One wire goes to the controller. The other wire goes to the keyswitch if you are using one, then to one of the new batteries. I put the 50 amp fuse between the two new batteries, connecting them. Another wire goes from the last battery tab to the controller.

If you follow the current path, it starts at the controller, goes through the two batteries in the old case, through the keyswitch, through one of the new batteries, through the fuse, through the second new battery and back to the controller.

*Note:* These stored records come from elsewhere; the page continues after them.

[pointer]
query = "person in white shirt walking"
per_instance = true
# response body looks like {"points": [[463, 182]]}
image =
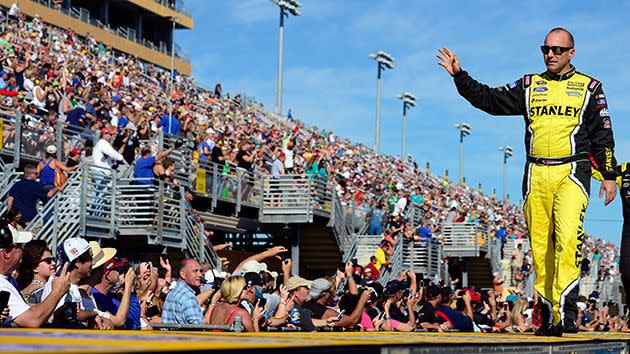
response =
{"points": [[102, 154]]}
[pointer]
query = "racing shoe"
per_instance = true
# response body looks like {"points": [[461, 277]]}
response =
{"points": [[545, 330]]}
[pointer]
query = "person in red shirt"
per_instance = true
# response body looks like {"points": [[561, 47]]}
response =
{"points": [[373, 271]]}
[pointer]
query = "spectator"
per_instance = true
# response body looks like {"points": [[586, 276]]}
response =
{"points": [[181, 305], [299, 291], [36, 267], [455, 319], [20, 313], [516, 261], [170, 125], [127, 142], [47, 168], [234, 290], [24, 195], [76, 252], [143, 168]]}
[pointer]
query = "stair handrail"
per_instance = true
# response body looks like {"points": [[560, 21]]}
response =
{"points": [[61, 216]]}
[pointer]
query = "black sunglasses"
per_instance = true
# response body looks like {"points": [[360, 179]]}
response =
{"points": [[556, 49], [48, 260]]}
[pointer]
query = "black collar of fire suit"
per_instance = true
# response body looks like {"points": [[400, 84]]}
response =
{"points": [[558, 77]]}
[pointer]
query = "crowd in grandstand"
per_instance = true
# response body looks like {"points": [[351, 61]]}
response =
{"points": [[113, 101]]}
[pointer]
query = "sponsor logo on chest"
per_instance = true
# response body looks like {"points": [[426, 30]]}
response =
{"points": [[560, 111]]}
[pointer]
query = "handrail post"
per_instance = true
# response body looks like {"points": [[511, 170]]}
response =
{"points": [[160, 218], [59, 140], [202, 242], [239, 189], [215, 185], [55, 224], [17, 142], [84, 196], [112, 213]]}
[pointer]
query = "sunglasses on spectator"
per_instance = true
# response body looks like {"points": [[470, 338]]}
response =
{"points": [[556, 49], [48, 260]]}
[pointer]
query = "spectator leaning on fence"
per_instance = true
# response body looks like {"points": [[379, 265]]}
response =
{"points": [[20, 313], [24, 195], [181, 305]]}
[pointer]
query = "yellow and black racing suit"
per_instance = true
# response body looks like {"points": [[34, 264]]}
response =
{"points": [[623, 180], [566, 116]]}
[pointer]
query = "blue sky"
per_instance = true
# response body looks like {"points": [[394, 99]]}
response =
{"points": [[329, 80]]}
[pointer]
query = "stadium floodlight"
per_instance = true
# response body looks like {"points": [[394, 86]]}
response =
{"points": [[409, 101], [287, 8], [384, 61], [507, 153], [464, 130]]}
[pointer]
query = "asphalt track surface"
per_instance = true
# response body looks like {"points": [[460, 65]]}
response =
{"points": [[90, 341]]}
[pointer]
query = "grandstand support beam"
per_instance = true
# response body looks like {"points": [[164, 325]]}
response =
{"points": [[507, 153]]}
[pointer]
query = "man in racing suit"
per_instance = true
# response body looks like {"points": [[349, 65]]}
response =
{"points": [[566, 116], [623, 180]]}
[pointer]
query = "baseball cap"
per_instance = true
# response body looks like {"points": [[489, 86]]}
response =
{"points": [[9, 235], [252, 278], [71, 249], [101, 255], [296, 282], [318, 288], [393, 287], [113, 264]]}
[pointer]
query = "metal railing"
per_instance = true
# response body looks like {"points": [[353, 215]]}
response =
{"points": [[396, 265], [9, 176], [414, 214], [61, 217], [422, 257], [464, 239]]}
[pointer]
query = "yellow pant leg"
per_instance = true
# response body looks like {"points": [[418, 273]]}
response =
{"points": [[538, 208], [569, 209]]}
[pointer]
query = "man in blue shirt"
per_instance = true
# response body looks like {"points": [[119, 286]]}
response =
{"points": [[143, 170], [170, 125], [25, 194], [181, 305]]}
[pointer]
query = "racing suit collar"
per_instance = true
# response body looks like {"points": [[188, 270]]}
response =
{"points": [[559, 77]]}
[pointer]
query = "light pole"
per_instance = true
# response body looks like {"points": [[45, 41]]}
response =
{"points": [[287, 7], [170, 94], [464, 130], [409, 101], [384, 61], [507, 152]]}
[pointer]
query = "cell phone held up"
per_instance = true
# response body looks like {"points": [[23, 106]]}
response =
{"points": [[4, 299]]}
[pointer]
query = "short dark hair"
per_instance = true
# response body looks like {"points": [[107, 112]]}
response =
{"points": [[561, 29]]}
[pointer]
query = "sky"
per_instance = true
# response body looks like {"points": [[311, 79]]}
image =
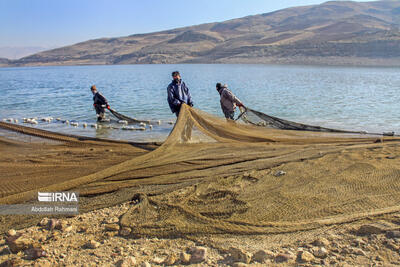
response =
{"points": [[55, 23]]}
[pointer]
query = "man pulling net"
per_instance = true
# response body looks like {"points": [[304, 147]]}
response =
{"points": [[100, 103]]}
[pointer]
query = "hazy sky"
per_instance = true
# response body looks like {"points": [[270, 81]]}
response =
{"points": [[52, 23]]}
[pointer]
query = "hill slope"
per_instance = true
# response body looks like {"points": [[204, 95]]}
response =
{"points": [[331, 33]]}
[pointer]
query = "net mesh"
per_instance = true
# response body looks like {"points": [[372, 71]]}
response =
{"points": [[242, 179], [126, 118]]}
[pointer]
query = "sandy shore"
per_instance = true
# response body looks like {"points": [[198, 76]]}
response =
{"points": [[253, 197]]}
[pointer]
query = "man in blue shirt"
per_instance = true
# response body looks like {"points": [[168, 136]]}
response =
{"points": [[178, 93]]}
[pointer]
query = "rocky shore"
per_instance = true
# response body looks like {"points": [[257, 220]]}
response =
{"points": [[96, 239]]}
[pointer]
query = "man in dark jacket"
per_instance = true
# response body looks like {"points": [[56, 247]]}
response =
{"points": [[99, 103], [178, 93], [228, 101]]}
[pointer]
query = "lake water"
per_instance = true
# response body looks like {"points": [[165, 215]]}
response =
{"points": [[337, 97]]}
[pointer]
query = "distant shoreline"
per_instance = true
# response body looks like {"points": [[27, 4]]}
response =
{"points": [[314, 61]]}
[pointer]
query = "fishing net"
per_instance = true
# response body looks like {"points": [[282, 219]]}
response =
{"points": [[225, 177]]}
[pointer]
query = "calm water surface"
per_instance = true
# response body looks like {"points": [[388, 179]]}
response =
{"points": [[339, 97]]}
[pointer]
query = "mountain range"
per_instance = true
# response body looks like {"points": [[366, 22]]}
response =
{"points": [[333, 33]]}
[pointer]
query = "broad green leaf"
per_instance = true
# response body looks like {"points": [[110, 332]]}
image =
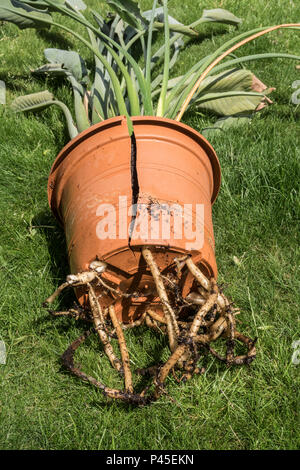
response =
{"points": [[74, 4], [228, 82], [41, 100], [32, 101], [76, 72], [41, 3], [231, 102], [224, 124], [219, 15], [51, 69], [174, 25], [2, 92], [23, 15], [71, 61], [129, 11]]}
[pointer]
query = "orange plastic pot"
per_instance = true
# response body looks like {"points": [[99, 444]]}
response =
{"points": [[90, 192]]}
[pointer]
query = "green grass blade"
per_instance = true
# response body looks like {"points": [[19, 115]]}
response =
{"points": [[42, 100], [149, 46], [162, 99], [249, 58]]}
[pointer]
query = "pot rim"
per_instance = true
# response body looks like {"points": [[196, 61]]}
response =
{"points": [[114, 122]]}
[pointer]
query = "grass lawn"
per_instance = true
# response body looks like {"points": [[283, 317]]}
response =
{"points": [[256, 219]]}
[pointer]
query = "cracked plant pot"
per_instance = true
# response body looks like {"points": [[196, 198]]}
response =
{"points": [[115, 194]]}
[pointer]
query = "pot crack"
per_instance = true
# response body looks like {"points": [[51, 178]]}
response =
{"points": [[135, 188]]}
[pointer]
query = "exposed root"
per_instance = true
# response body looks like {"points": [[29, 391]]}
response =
{"points": [[123, 349], [173, 329], [191, 325]]}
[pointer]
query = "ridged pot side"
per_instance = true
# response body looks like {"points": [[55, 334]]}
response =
{"points": [[90, 186]]}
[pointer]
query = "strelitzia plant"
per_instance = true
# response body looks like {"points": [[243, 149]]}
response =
{"points": [[131, 83], [123, 83]]}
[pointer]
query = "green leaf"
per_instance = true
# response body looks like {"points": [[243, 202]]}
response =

For charging, I am using two 24 volt circuits that may sound complicated, but it is not. If you flip the keyswitch, you now have two separate 24 volt circuits. I use the old charger on the battery box for the original batteries. Solder a wire from the charging plug onto the + side wire of one battery and the - side wire of the other. I use a 2 amp Soleil charger for the two new batteries in the rear bag/rack. I used several layer of cardboard to cushion the batteries and affixed a sheet of rubber (old inner tube) and cardboard sheet over the batteries to avoid short circuiting. The controller fits on top of the batteries. The lights and horn run off the front battery. You don't have to worry about them becoming unbalanced as each is 24 volt system is charged separately. Just turn the keyswitch off and plug in both chargers. Switch out the rear wheel, throttle, electronic readout and route the wires. And for heaven's sake USE A TORQUE ARM!!!

Other than the wires coming out from under the seat and going to the rear bag, it looks like a stock EVG bike. I carry a copy of an advertisement stating 400 watts with a picture and a copy of the state E bike laws.in case I am ever stopped. In 12,000 miles (2200 since 48v) that has never happened. I now have 1920 watts peak, 1440 constant.

It took me about 4 hours to do the upgrade.